Nous avons d'autant moins d'objections à accepter cette proposition que, dans une autre circonstance, nous avons de nous-même choisi MM. Armand Marrast et Bastide pour prononcer comme jurés dans une cause où tous les faits avaient été dénaturés par le National. Nous agirons de même cette fois; nous nous en rapporterons entièrement à la Démocratie pacifique du soin de constituer comme elle l'entendra le jury d'honneur appelé à connaître de ces « témoignages et de ces noms qui, suivant elle, ne peuvent » étre livrés à la publicité du journalisme. »

Quand nous faisons cela, ce n'est pas que nous croyons nécessaire de nous faire délivrer un certificat d'indépendance et de désintéresssement par qui que ce soit; s'il est un journal qui puisse s'en passer auprès de ses lecteurs, assurément c'est la Presse; le motif qui nous détermine est tout autre ; ce que nous voulons prouver, c'est avec quelle légèreté le journalisme, qui s'attribue le monopole de l'indépendance et du désintéressement, et qui prétend à l'infaillibilité, accueille les plus odieuses calomnies. C'est une leçon que nous croyons utile de lui donner.

VI.

16 mars 1846.

La Démocratie pacifique voudrait bien échapper aux conséquences de l'articulation du fait qu'elle n'a pas craint d'avancer; nous la prévenons qu'elle n'y réussira pas, et que si, par des causes indépendantes de notre volonté, l'affaire dont il est ici question ne peut se vider par un arbitrage, elle se videra alors par un procès. C'est la Démocratie pacifique qui, pour échapper à une condamnation certaine, a proposé de constituer un jury d'honneur; c'est à elle à aplanir toutes les difficultés que pourra rencontrer la réalisation de son idée.

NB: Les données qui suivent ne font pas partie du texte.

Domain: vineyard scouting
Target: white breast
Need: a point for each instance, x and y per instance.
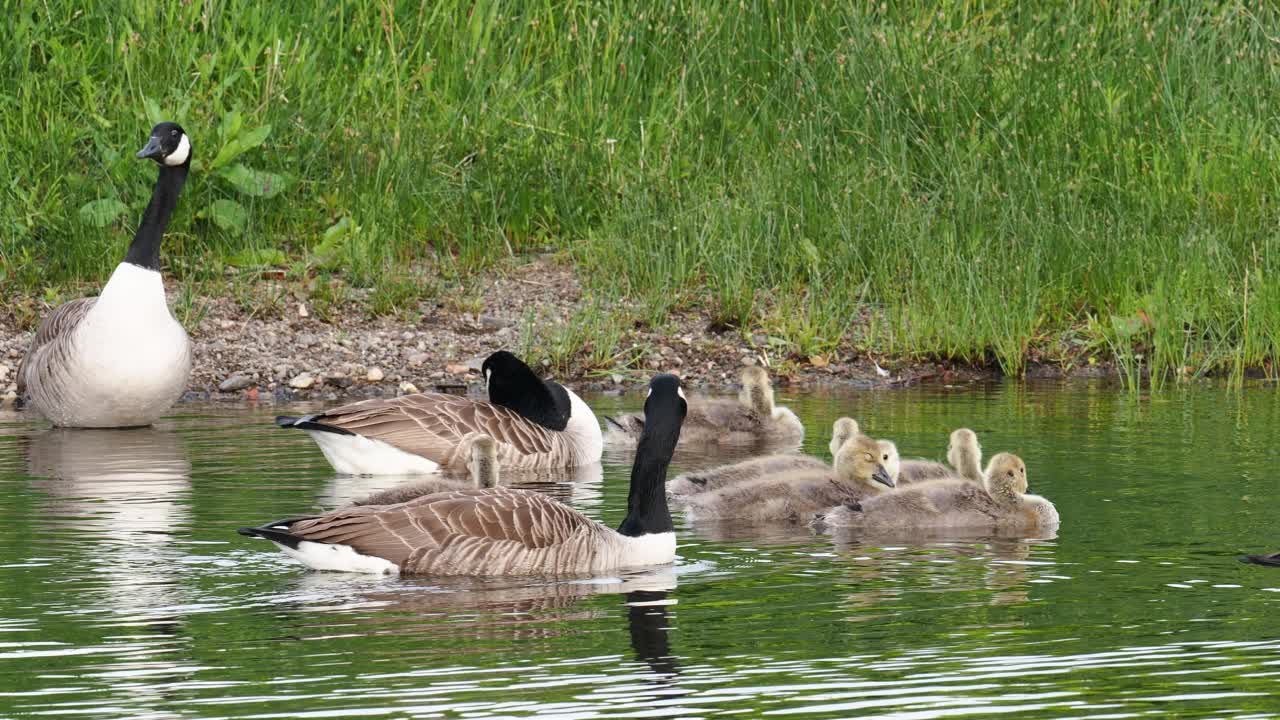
(131, 359)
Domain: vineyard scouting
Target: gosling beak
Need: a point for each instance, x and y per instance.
(152, 149)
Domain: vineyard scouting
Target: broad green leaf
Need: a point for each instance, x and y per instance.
(256, 258)
(101, 213)
(254, 137)
(228, 214)
(259, 183)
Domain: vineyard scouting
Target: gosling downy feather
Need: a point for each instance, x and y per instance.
(750, 419)
(481, 466)
(798, 495)
(118, 359)
(1002, 504)
(535, 423)
(964, 454)
(502, 531)
(744, 472)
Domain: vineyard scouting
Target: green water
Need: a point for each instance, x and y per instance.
(126, 592)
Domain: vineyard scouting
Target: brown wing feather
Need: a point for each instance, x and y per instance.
(51, 341)
(521, 520)
(433, 424)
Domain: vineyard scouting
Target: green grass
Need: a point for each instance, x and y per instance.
(983, 181)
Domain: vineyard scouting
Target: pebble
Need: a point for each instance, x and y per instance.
(236, 382)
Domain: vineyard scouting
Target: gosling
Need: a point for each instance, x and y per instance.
(964, 454)
(750, 419)
(481, 466)
(1002, 504)
(757, 468)
(796, 495)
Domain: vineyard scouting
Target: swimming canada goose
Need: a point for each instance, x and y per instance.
(481, 455)
(964, 454)
(753, 418)
(535, 423)
(1002, 504)
(502, 531)
(757, 468)
(118, 359)
(799, 493)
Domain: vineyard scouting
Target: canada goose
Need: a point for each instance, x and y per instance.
(799, 493)
(535, 423)
(481, 455)
(118, 359)
(750, 419)
(502, 531)
(964, 454)
(1001, 505)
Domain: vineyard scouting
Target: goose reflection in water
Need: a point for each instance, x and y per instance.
(112, 501)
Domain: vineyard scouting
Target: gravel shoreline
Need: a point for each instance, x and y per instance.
(298, 356)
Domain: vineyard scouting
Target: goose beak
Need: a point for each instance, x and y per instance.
(152, 149)
(881, 475)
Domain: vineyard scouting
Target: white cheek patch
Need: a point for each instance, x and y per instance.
(179, 155)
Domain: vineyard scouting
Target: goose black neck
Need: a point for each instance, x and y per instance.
(145, 249)
(647, 504)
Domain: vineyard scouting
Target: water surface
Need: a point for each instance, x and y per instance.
(126, 592)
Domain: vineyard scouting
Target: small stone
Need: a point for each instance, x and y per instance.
(236, 382)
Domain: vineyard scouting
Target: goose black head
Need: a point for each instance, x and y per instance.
(168, 145)
(515, 386)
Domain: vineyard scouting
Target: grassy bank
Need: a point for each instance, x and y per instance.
(991, 182)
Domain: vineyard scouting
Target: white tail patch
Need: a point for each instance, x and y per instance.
(339, 557)
(357, 455)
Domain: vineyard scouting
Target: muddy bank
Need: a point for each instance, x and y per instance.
(291, 354)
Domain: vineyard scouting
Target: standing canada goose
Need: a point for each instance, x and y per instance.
(481, 455)
(502, 531)
(757, 468)
(118, 359)
(1001, 505)
(750, 419)
(964, 454)
(800, 493)
(535, 423)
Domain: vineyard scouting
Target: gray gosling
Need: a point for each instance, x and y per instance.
(1000, 504)
(795, 496)
(481, 468)
(964, 454)
(752, 418)
(757, 468)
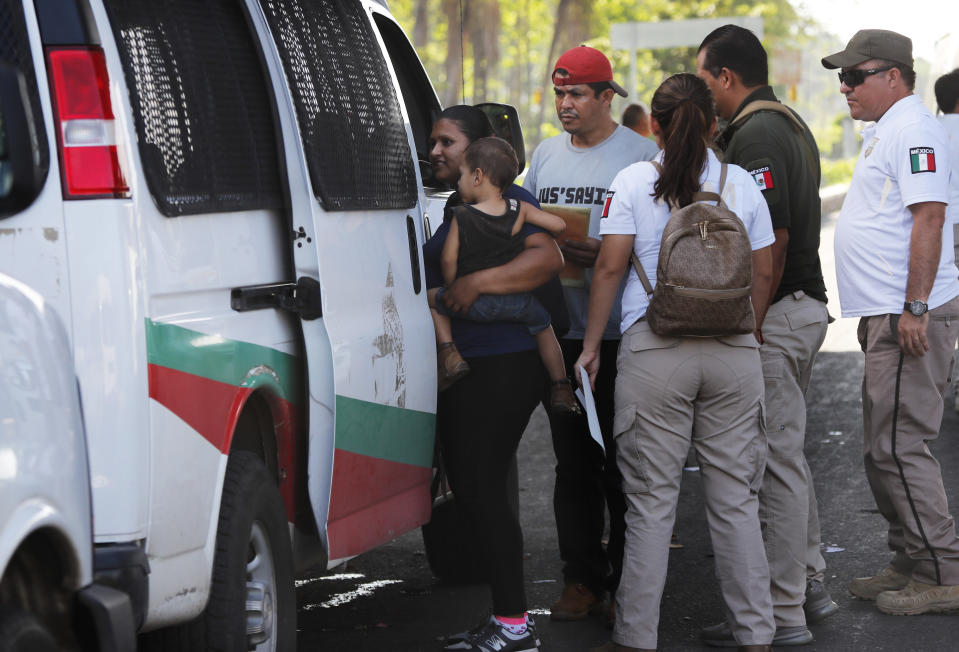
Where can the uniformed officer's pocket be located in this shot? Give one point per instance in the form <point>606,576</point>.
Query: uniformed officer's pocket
<point>756,453</point>
<point>632,464</point>
<point>640,338</point>
<point>805,316</point>
<point>747,340</point>
<point>773,364</point>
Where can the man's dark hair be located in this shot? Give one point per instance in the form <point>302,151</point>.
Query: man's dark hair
<point>496,158</point>
<point>908,74</point>
<point>633,115</point>
<point>947,92</point>
<point>738,49</point>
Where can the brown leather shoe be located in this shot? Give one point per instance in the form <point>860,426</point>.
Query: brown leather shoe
<point>576,603</point>
<point>450,365</point>
<point>868,588</point>
<point>611,614</point>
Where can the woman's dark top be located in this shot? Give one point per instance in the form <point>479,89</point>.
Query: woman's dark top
<point>486,240</point>
<point>474,339</point>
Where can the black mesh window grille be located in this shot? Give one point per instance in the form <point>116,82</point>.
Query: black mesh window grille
<point>15,51</point>
<point>200,101</point>
<point>350,119</point>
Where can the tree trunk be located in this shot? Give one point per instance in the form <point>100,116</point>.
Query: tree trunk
<point>454,52</point>
<point>483,22</point>
<point>421,24</point>
<point>573,18</point>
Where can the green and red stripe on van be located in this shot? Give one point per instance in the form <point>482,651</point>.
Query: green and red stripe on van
<point>383,454</point>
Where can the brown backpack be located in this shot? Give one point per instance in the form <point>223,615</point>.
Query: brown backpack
<point>705,271</point>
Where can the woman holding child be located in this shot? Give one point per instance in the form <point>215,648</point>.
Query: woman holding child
<point>675,391</point>
<point>482,415</point>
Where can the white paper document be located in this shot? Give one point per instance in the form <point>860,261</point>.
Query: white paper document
<point>586,398</point>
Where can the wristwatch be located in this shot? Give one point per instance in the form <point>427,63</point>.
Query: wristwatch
<point>917,307</point>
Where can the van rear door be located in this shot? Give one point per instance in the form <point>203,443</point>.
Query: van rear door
<point>371,355</point>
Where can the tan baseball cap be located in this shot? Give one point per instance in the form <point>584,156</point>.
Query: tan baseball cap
<point>872,44</point>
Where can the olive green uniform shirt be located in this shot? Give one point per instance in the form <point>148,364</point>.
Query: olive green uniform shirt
<point>770,147</point>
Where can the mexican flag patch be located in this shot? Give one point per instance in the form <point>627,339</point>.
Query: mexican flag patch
<point>923,159</point>
<point>763,177</point>
<point>609,200</point>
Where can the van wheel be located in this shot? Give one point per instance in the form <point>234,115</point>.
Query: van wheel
<point>23,632</point>
<point>252,602</point>
<point>451,549</point>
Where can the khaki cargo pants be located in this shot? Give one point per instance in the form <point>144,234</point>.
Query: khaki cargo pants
<point>794,329</point>
<point>669,392</point>
<point>902,404</point>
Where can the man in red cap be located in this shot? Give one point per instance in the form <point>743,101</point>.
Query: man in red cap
<point>569,174</point>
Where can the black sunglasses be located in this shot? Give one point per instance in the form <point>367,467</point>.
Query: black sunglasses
<point>854,77</point>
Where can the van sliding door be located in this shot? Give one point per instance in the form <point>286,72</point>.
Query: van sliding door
<point>371,354</point>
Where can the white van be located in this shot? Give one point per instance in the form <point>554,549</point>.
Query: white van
<point>222,200</point>
<point>46,558</point>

Voici la réponse que nous fait la Démocratie pacifique :

« La Presse accepte ce matin l'arbitrage que nous lui avons proposé; mais elle prétend a s'en rapporter entièrement à nous du soin de consti» tuer comme nous l'entendrons le jury d'honneur. » Nous aimons la magnanimité, mais pas quand elle est dérisoire. La Presse raille quand elle nous propose de constituer à nous seuls le tribunal qui doit décider un litige où nous sommes, après tout, fort peu intéressés et où elle croit l'être beaucoup. Pour nous, ayant proposé sérieusement un arbitrage, nous avons voulu sérieusement un arbitre. Nous avons pensé que notre arbitre ne devait pas être un ami, mais un juge; aussi ne l'avons-nous pas cherché autour de nous nous avons cherché dans les rangs des conservateurs une grande conscience, et nous espérons que M. Agénor de Gasparin voudra bien accepter l'arbitrage que nous lui décernons pour notre part. Nous attendons que la Presse choisisse son arbitre : nous n'exigeons pas d'elle qu'elle le prenne chez les radicaux. »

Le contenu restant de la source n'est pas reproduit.